Corporate Transparency Act Challengers Assail Law in New Filing

Feb. 14, 2025, 9:35 PM UTC

The Corporate Transparency Act, which would require millions of American businesses to report information on their beneficial owners, is both onerous and unconstitutional, two small business owners told a federal judge in Texas.

In a brief filed Friday with the US District Court for the Eastern District of Texas, Samantha Smith and Robert Means said the CTA “marks a sweeping expansion of federal authority into matters traditionally reserved to the states.” They asked the judge to keep in place an earlier order preventing the federal government from enforcing the law while a separate case is heard in the US Court of Appeals for the Fifth Circuit.

“In the face of this unprecedented expansion of federal power, this Court rightly granted preliminary relief preventing the CTA and its implementing rule from going into effect,” the brief states.

The court previously issued a preliminary injunction and a stay on key implementing regulations, halting halted the planned Jan. 13 enforcement date of the act. “Today, this Court’s order is the only judicial relief preventing the federal government from enforcing the CTA,” Smith and Means said in their brief.

If the law goes into effect, some 32 million US businesses would need to file information on their owners to the Treasury Department’s Financial Crimes Enforcement Network.

The two plaintiffs in the case own limited liability companies that control a single piece of property in Texas. They say the CTA’s requirement to list beneficial ownership information for businesses such as theirs is an unconstitutional federal intrusion into commerce regulated by the states.

The brief comes a week after the federal government defended the CTA, arguing that the law could help deter $300 billion in annual fraud and international money laundering. Despite Republican resistance, the Trump administration appears ready to push the controversial law forward if it’s successful in overturning the district court order keeping enforcement at bay.

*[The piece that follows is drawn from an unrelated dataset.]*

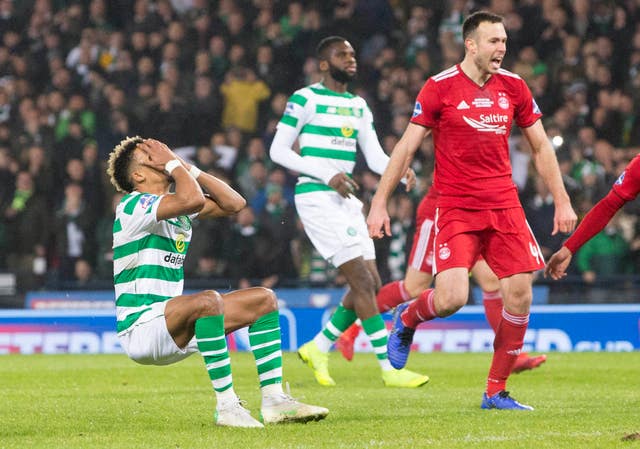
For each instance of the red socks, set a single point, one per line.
(506, 347)
(420, 310)
(390, 295)
(492, 302)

The Fifth Circuit is scheduled to hear oral arguments April 1 in another dispute, Texas Top Cop Shop Inc. v. Bondi, which also challenged the CTA’s constitutionality. That case involves a nationwide injunction against the law from a different Eastern District of Texas judge, an order that the US Supreme Court ultimately put on hold pending further litigation.

FinCEN said it would give companies 30 days to comply with the act’s requirements if the enforcement block is lifted, but that could change. The House voted 408-0 Feb. 10 to pass a bill that would push the reporting requirements to January 1, 2026. The measure is pending in the Senate.

The same day as the Texas business owners filed their brief, Transparency International, the Foundation for Defense of Democracies, and several other interested parties—including Nate Sibley of the Kleptocracy Initiative and Albert Torres of the George W. Bush Institute—filed an amicus brief in the Texas Top Cop Shop case in favor of upholding the law.

They cited several instances where the CTA would be helpful, including foreign entities that have owned real estate in the US as well as schemes to traffic illegal drug proceeds and government contracting dollars across borders.

The Texas Public Policy Foundation represents the plaintiffs in the Smith case.

The case is Smith v. Dep’t of the Treasury, E.D. Tex., No. 6:24-cv-00336, response filed 2/14/25.